The range is terrible, at around 100 miles, and it hasn't changed much in a decade. What is more, this can shorten in a frightening manner if in-car electrics are used, such as the heater or the air conditioning, or if it's a cold day, which it is quite often in the UK. The second problem is charging time. In the absence of a fast-charger, which are few and far between and very probably not positioned outside your workplace, you are looking at several hours and most probably an overnight charge.
This is also going to be a major problem if you live in town in a flat, as most urban dwellers do, as you won't have a drive to park in while the car is charging overnight. This is especially ironic because these cars are most often trumpeted as a solution to urban driving. The last problem is the price. Even with the generous £5,000 government subsidy, electric cars are expensive to buy. There is also some uncertainty as to how they will keep their value in the future. Will the car be overtaken by a new and better technology? Depreciation is therefore a problem.
Not that it is all doom and gloom. Tesla has managed to move the goalposts with their Model S. They made the electric car luxurious and fast and even a little cool. They also managed the extend the range considerably. Electric cars had previously been seen as small city cars, but Elon Musk made his cars much bigger and that meant they could fit in more battery capacity and hence increase the range. The Model S has sold well and other, bigger, manufacturers took note.
One of these was BMW. They saw how electric cars could be luxurious and cool and how that would fit with their own brand. It wasn't long before the i3 arrived to fit into this new niche and replicate the success of the Tesla. Sadly, it didn't. In fact, the i3 is being outsold in the UK by the Nissan Leaf by a factor of three to one. Even more worryingly, in its domestic German market it is hardly selling at all. This, however, is at least in part due to the fact that electric car sales are almost totally dependent on incentives and the German government has been slow to adopt these tactics.

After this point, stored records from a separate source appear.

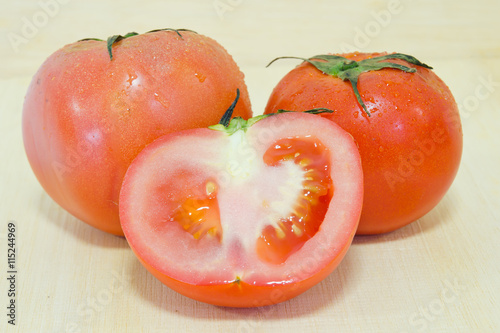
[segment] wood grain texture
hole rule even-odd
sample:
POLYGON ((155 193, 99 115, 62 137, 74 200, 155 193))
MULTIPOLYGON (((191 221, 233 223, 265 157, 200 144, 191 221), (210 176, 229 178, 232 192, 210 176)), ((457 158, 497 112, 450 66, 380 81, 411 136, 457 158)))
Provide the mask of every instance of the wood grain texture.
POLYGON ((496 0, 3 3, 0 332, 500 331, 499 12, 496 0), (231 10, 219 15, 218 3, 231 10), (23 32, 27 21, 38 24, 31 34, 23 32), (415 55, 435 68, 462 111, 464 154, 452 188, 417 222, 356 237, 335 272, 288 302, 226 309, 176 294, 142 268, 123 238, 76 220, 44 193, 21 137, 24 94, 52 52, 85 37, 164 27, 193 29, 225 46, 246 74, 255 114, 295 66, 264 68, 277 56, 349 46, 415 55), (13 43, 13 34, 23 43, 13 43), (18 228, 15 327, 5 315, 11 220, 18 228))

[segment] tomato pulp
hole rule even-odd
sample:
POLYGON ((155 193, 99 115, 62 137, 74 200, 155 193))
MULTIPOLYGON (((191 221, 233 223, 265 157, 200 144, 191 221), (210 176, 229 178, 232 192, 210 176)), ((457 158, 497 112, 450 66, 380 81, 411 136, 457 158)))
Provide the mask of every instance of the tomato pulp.
POLYGON ((164 284, 253 307, 290 299, 333 271, 362 193, 352 137, 321 117, 284 113, 157 139, 127 171, 120 218, 164 284))

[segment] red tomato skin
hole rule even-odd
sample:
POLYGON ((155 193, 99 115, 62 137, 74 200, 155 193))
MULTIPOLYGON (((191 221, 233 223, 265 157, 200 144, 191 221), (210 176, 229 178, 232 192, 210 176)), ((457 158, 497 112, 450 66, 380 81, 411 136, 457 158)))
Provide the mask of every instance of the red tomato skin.
POLYGON ((80 41, 52 54, 33 77, 23 139, 45 191, 78 219, 123 235, 118 197, 134 157, 157 137, 251 116, 244 76, 213 39, 160 31, 113 46, 80 41))
POLYGON ((313 276, 302 281, 269 283, 267 285, 252 285, 243 281, 215 285, 193 285, 163 274, 145 262, 137 252, 134 252, 142 265, 161 283, 186 297, 217 306, 254 308, 285 302, 324 280, 345 257, 353 238, 354 232, 349 236, 346 245, 335 259, 313 276))
MULTIPOLYGON (((342 56, 362 60, 381 54, 342 56)), ((463 135, 459 110, 446 84, 431 70, 382 69, 360 75, 358 88, 309 63, 290 71, 274 88, 265 113, 278 109, 333 109, 322 114, 356 140, 363 165, 364 199, 357 234, 401 228, 427 214, 446 194, 460 165, 463 135)))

There is also the slightly awkward fact that the i3 is actually a hybrid rather than a proper electric car. But the tiny petrol engine only has an even tinier tank that can take the i3 around 80 miles. This might be enough to limp home or to the nearest petrol station, but it is not much good for anything else. According to BMW, most people use their i3 as a pure electric car.
Nevertheless, BMW remains committed to its 'I' electric car series. They have registered all the names from i0 to i9, and the current i8 has done better than expected in terms of sales. Although it only sold 1,700 units, this, says BMW, was higher than their own predictions for a car they expected to sell like a super car - in very small numbers. They are also bullish about the amount of money they have invested into their electric car programme and insist that it has not been squandered. The technology being developed, they say, will find its way into other, more mainstream cars.

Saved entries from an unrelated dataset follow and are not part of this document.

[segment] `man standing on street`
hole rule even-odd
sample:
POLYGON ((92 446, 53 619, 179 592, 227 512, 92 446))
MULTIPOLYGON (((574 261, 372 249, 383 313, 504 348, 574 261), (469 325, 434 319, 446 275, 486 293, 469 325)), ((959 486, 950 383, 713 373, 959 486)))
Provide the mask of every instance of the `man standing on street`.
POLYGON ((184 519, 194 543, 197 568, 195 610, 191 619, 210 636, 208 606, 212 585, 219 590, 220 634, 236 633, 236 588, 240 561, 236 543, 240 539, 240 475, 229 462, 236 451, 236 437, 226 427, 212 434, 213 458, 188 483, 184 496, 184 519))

They may have a point. The i-series cars have a special carbon fibre used in the body panels to keep the weight down. This is important when you are trying to squeeze every last mile out of the battery range. But it is also due to be used in the new 7-Series luxury saloon, where it is expected to slash 100kg off the weight of this mighty car. This will have a knock-on effect on fuel consumption, which will help the 7-Series to stay relevant for a little while longer. While this role as a technology test bed may not be the future for the electric car, it may be the present. And petrol heads can sleep soundly for a while longer, safe in the knowledge that the electric car is making their own cars even better.